Contribution of crystal orientation and grain boundary compliance to low shear velocity observed near base of polar ice sheets

Abstract

SUMMARY Seismic shear wave velocity (S-velocity) shows a decrease towards the base of ice sheets in Antarctica and Greenland that is not accompanied by a corresponding decrease in compressional velocity (P-velocity). This decrease has been interpreted as arising from liquid water below the melting point (pre-melt water) at grain boundaries, but the lack of a corresponding decrease in P-velocity has not been explained. Representing grain boundaries as displacement discontinuities allows the change in P- and S-velocities to be written as functions of the normal and shear compliance of the grain boundaries. This allows the normal-to-shear compliance ratio of the grain boundaries to be constrained, and seismic anisotropy resulting from a partial orientation of grain boundaries to be estimated. This approach demonstrates that the observed reduction in S-velocity with no significant decrease in P-velocity near the base of ice sheets in Antarctica and Greenland can be explained by pre-melt water at small aperture grain boundaries. Such water may enable sliding along the grain boundaries and so may enhance creep of ice near the base of ice sheets.
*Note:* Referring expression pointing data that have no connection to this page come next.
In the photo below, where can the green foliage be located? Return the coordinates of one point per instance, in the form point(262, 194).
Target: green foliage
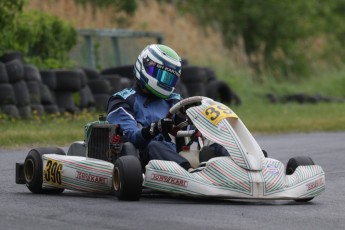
point(45, 40)
point(129, 6)
point(278, 36)
point(8, 11)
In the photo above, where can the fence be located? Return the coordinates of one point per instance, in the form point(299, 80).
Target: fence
point(103, 48)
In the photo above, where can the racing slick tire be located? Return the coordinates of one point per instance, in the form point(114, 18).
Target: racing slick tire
point(33, 170)
point(292, 165)
point(127, 178)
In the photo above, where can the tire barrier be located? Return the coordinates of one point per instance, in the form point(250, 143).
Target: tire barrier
point(3, 73)
point(15, 70)
point(27, 90)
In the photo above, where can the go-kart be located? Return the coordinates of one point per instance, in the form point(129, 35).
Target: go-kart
point(247, 173)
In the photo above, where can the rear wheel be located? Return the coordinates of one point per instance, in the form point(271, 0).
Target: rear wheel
point(127, 178)
point(292, 165)
point(33, 170)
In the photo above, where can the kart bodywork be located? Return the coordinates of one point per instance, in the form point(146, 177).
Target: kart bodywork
point(245, 174)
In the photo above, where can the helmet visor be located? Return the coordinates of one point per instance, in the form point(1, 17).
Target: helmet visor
point(163, 74)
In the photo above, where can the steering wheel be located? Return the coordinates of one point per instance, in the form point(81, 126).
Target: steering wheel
point(180, 110)
point(180, 107)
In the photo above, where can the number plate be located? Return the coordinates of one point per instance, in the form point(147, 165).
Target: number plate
point(52, 172)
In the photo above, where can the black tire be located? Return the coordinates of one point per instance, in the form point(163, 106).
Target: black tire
point(193, 74)
point(51, 109)
point(294, 162)
point(86, 98)
point(196, 89)
point(125, 71)
point(211, 74)
point(31, 73)
point(127, 178)
point(101, 101)
point(128, 149)
point(65, 101)
point(68, 80)
point(7, 96)
point(21, 93)
point(48, 78)
point(292, 165)
point(46, 97)
point(34, 91)
point(91, 74)
point(25, 112)
point(15, 55)
point(100, 86)
point(3, 73)
point(15, 70)
point(33, 170)
point(10, 110)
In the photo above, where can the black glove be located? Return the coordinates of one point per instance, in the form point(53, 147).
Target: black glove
point(164, 125)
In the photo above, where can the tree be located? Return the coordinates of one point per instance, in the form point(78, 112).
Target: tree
point(277, 31)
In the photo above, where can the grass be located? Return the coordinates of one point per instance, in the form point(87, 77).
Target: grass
point(44, 131)
point(257, 113)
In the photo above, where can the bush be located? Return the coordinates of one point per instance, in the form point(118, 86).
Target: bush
point(44, 40)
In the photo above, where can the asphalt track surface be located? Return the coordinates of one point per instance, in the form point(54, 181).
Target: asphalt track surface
point(19, 209)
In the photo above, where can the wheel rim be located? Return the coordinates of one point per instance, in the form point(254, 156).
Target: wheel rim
point(29, 170)
point(290, 171)
point(116, 179)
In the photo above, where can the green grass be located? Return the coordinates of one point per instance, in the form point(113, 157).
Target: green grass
point(45, 131)
point(257, 113)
If stress state is anisotropic the aperture of water-containing grain boundaries may vary with azimuth, with the most open grain boundaries oriented with strikes perpendicular to least compressive stress. Microcracks and fractures may be treated also as displacement discontinuities and, together with oriented grain boundaries, may contribute to shear wave splitting as observed in West Antarctica in a fast-moving ice stream.